We totally need more nominations!

Be sure and drop the comment ON THE ORIGINAL POST, or it will get lost in the crossfire. That's also where you'll find the rules if you're confused about anything. There was a time when I could really go round and gather up all the breadcrumb nominations from all the various social media and posts, but things are way too busy these days.

Seconds are also needed. (And thirds. And fourths.) Remember that I will no longer be doing endless quarterfinal and elimination rounds. I will find a number somewhere between 8 and 22 of the most "seconded" titles. And there will either be two quick semifinal rounds or just the final round. I know that three and beyond aren't actually "seconds" but I'll still be taking the most.

So drop a nomination or two and second everything you want to see on the poll.

Tuesday, March 20, 2018

Is Fanfic Legit? (Mailbox)

What are my thoughts on fanfic?

[Remember, keep sending in your questions to chris.brecheen@gmail.com with the subject line "W.A.W. Mailbox" and I will answer a couple a week.  I will use your first name ONLY unless you tell me explicitly that you'd like me to use your full name or you would prefer to remain anonymous. Feel free to turn my crank and aim me at the haters–I do that pretty well.]    

Arthur asks:

A friend and I started talking about the merits and shortcomings of fan-fiction. I think it's weird that people talk down on fanfic as an idea, because frankly I see nothing wrong with people taking an already established aspect of writing and utilizing it to flex their creative muscles. I do understand taking some issue with the quality of a piece of fanfic writing, but mostly in the sense of letting the writer know what and where they can improve on. That might be applicable only if the writer asks for that kind of feedback though.

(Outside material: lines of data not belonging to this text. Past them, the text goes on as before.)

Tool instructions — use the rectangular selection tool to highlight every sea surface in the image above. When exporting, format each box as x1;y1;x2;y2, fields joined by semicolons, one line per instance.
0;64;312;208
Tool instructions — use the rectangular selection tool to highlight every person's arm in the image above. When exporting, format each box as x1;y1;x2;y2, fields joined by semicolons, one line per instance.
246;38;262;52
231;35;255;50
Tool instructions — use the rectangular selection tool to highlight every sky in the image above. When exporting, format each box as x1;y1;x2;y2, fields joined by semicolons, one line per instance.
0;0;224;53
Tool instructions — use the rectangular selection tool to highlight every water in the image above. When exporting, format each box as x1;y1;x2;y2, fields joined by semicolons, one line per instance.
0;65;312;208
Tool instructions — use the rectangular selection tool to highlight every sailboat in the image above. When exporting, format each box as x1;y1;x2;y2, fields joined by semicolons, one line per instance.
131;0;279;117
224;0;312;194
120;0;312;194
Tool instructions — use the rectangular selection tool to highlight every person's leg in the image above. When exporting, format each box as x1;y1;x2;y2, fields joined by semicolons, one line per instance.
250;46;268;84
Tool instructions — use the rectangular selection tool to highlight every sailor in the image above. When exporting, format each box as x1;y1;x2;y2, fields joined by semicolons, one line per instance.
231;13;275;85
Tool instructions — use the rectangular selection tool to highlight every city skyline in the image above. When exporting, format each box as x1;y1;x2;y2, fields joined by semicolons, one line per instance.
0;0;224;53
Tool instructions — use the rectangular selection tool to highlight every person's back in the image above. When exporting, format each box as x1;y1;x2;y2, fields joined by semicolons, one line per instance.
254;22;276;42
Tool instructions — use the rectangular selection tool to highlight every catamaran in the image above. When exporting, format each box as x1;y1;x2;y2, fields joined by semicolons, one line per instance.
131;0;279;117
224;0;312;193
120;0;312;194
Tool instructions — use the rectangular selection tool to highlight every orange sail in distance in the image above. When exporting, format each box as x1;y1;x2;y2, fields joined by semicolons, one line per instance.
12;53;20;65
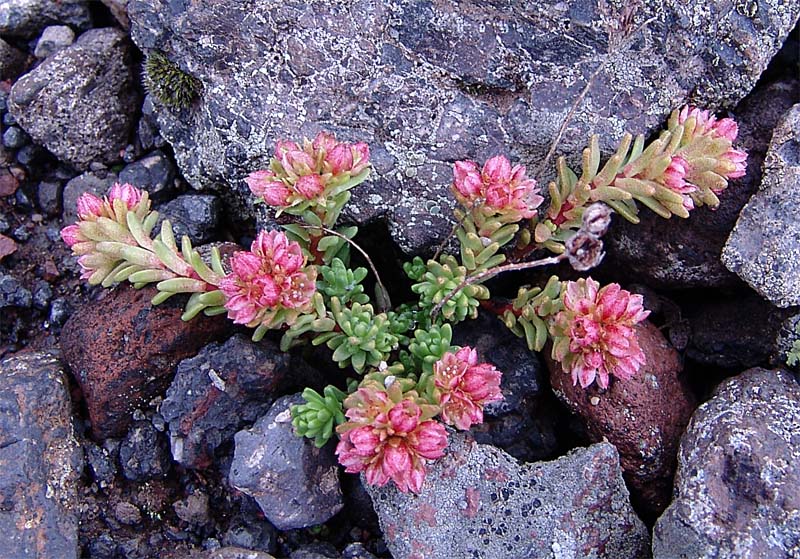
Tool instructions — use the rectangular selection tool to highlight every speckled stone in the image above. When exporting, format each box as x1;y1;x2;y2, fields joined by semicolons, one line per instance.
722;104;800;307
0;353;83;559
8;28;138;170
367;433;650;559
653;369;800;559
128;0;800;252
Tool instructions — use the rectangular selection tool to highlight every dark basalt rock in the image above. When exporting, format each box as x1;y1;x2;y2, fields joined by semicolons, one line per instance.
160;335;290;468
229;394;344;530
453;312;559;462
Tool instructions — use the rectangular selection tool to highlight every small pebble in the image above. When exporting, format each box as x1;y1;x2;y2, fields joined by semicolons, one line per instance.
114;501;142;526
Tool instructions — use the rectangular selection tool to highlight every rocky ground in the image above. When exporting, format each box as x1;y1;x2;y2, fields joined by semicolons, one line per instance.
0;0;800;559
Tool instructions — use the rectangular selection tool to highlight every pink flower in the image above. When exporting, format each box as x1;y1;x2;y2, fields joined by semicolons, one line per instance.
219;231;316;326
108;183;142;210
433;347;503;430
336;382;447;493
453;155;544;220
245;132;369;209
453;161;483;200
244;171;291;207
295;175;325;200
61;224;83;248
77;192;105;221
550;278;650;388
720;148;747;179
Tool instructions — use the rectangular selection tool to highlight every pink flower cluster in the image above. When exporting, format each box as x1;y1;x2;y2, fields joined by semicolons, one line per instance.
336;381;447;493
433;347;503;430
678;105;747;179
245;132;369;208
452;155;544;221
550;278;650;388
219;231;317;327
61;183;142;279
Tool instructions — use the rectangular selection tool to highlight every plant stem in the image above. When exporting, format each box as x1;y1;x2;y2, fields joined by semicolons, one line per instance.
301;225;392;312
431;253;567;321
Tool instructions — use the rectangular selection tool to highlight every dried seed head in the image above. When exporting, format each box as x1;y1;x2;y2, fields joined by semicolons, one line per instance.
582;202;611;237
566;230;606;272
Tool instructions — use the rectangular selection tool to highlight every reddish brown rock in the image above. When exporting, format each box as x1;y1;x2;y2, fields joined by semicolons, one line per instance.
61;286;230;439
548;322;695;517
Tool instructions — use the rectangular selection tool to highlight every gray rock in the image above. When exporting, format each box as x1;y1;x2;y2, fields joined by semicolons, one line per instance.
33;25;75;58
722;104;800;307
119;421;170;481
605;80;800;288
0;352;82;559
653;369;800;559
229;394;343;530
0;37;26;81
128;0;800;251
160;335;289;468
0;0;92;38
156;194;222;246
342;542;378;559
61;172;118;224
36;181;63;217
119;151;175;200
367;433;649;559
0;273;33;309
9;28;138;170
453;312;559;462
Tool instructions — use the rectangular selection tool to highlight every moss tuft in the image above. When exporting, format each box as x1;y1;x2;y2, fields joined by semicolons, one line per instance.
144;50;203;109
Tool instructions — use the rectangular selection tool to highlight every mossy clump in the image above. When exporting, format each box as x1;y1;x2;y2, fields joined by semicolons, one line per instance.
144;50;203;109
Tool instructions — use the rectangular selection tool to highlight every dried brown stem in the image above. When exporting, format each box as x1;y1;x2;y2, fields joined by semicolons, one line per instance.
301;225;392;312
431;253;567;321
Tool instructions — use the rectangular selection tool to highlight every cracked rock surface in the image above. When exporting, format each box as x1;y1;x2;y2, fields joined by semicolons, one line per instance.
722;103;800;307
129;0;800;252
0;352;83;559
653;369;800;559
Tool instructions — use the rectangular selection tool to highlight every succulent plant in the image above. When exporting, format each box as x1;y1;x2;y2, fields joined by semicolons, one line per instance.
291;385;347;447
411;255;489;322
313;297;398;373
318;258;369;305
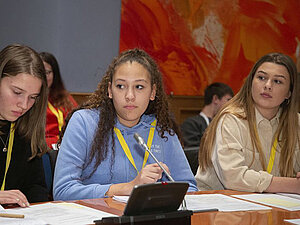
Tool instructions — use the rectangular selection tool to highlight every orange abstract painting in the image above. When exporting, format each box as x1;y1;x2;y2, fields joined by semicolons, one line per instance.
120;0;300;95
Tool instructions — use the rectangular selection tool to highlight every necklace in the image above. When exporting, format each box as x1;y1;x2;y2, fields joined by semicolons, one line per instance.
0;135;9;152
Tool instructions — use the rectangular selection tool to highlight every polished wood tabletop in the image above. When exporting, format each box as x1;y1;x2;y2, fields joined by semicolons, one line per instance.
75;190;300;225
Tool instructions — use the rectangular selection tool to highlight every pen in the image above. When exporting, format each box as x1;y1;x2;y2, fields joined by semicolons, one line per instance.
193;208;219;213
0;213;24;218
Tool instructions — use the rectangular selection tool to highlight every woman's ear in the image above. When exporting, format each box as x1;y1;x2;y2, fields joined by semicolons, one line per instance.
150;84;156;101
107;82;112;98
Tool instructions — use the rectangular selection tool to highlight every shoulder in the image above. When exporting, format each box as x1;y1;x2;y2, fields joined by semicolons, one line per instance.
71;109;100;122
182;115;200;126
68;93;78;107
218;109;248;129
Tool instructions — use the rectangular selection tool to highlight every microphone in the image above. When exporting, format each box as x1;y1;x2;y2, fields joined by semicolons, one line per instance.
134;133;175;182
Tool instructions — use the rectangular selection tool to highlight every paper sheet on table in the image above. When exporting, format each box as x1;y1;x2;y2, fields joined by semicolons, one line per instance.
233;194;300;211
113;195;129;203
185;194;271;212
284;219;300;225
0;202;116;225
113;194;271;212
276;192;300;200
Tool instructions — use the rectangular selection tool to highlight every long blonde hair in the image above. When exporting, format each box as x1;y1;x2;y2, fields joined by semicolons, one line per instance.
0;44;48;159
199;53;299;177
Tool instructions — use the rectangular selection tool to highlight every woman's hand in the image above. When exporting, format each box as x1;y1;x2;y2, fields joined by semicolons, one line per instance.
130;163;169;186
0;190;29;207
105;163;170;196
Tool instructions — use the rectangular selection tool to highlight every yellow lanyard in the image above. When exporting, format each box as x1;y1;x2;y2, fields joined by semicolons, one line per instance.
114;119;156;174
1;123;15;191
267;138;278;173
48;101;64;131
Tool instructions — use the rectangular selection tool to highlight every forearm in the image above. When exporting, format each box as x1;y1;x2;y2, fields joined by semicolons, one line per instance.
265;177;300;194
105;182;134;196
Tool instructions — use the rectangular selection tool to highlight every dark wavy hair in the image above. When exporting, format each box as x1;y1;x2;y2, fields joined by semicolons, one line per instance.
40;52;73;111
61;49;180;176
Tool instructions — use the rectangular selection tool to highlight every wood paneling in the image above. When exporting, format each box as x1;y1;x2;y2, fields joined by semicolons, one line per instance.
71;92;204;124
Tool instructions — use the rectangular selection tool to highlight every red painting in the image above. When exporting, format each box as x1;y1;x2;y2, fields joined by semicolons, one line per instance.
120;0;300;95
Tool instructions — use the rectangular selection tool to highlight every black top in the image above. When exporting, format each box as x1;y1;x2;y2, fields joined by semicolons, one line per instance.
0;121;48;202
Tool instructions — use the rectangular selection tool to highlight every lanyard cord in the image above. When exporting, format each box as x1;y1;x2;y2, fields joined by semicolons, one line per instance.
267;138;278;173
114;119;156;174
1;123;15;191
48;101;64;131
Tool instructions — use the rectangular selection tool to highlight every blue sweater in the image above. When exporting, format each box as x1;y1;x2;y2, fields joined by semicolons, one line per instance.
53;109;198;200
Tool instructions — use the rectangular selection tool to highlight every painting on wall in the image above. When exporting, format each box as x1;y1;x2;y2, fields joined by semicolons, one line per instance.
120;0;300;96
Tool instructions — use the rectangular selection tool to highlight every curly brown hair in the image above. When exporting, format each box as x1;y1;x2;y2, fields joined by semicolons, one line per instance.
61;49;180;176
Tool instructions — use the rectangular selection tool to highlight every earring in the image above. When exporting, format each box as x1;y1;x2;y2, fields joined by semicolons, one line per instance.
285;98;290;105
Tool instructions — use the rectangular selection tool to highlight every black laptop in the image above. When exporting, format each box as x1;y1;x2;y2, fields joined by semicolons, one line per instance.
94;182;193;224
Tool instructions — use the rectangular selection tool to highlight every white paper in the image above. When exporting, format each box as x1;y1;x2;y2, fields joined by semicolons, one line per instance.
284;219;300;225
113;195;129;203
233;194;300;211
185;194;271;212
276;192;300;200
0;202;116;224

It made me wonder what your thoughts on it are. Is fanfic a "good" thing, as long as the writer of it has a copyright disclaimer? Is it somehow selling oneself short by using another writer's characters/world rather than making one's own?

My reply:

Here's my basic attitude about people going after fanfic. (Copyright prevents me from embedding. You'll have to click the link.)

I'm really here for all the changes that the internet has brought to the world of writing (and not just because I'm a blogger who can (juuuuuuuuuust barely) afford to live in the Bay Area because of Patreon. For a long time the world of writing simply didn't have the strata of unpaid (or very low paid) artist in it. Your band could do do their gig for five bucks and free drinks or you could be a part of the local theater where maybe all the ticket sales could make for a cast party. You could do a community art show and maybe even sell a piece without a major deal. If you were a writer though, you could maybe show something to your friends, but that was about it until you cleared the threshold of profitability for a print run. Maybe you could get in on some tiny community newsletter type publications, but basically you were either "officially" published or no one had ever read you.

Then came tech. And tech has no time for your anachronistic culture based around yesteryear. You can print one book. Or just publish electronically. You can write for blogs or zines or just make your Facebook post public and hope it goes viral. And the role of the hobbyist writer to see their work in the world and even feedback has opened up and flourished.

And, of course, there's fanfic.

Lots and lots and lots and lots of fanfic.

Back when I was starting reading, a few authors *coughannricecough* would send really nasty with "Cease and Desist" notices to anyone fanficcing their work. Today, most of them seem to realize that's a pretty useless hill to die on *coughbutnotannricecough*, and they're just happy if no one is making money off of it or passing it off as official. Technically–legally–those copyright disclaimers don't mean jack shit unless the author has explicitly given their permission, and one of these days someone enjoying the spoils of a nice Patreon is going to get sued over intellectual property rights, but right now it's a pretty rare thing. Most content creators have come to realize that fanfic is basically free advertising for the source material and whether they are amused and encouraging or simply have an uneasy detente, they let it go on without blowing into the wind.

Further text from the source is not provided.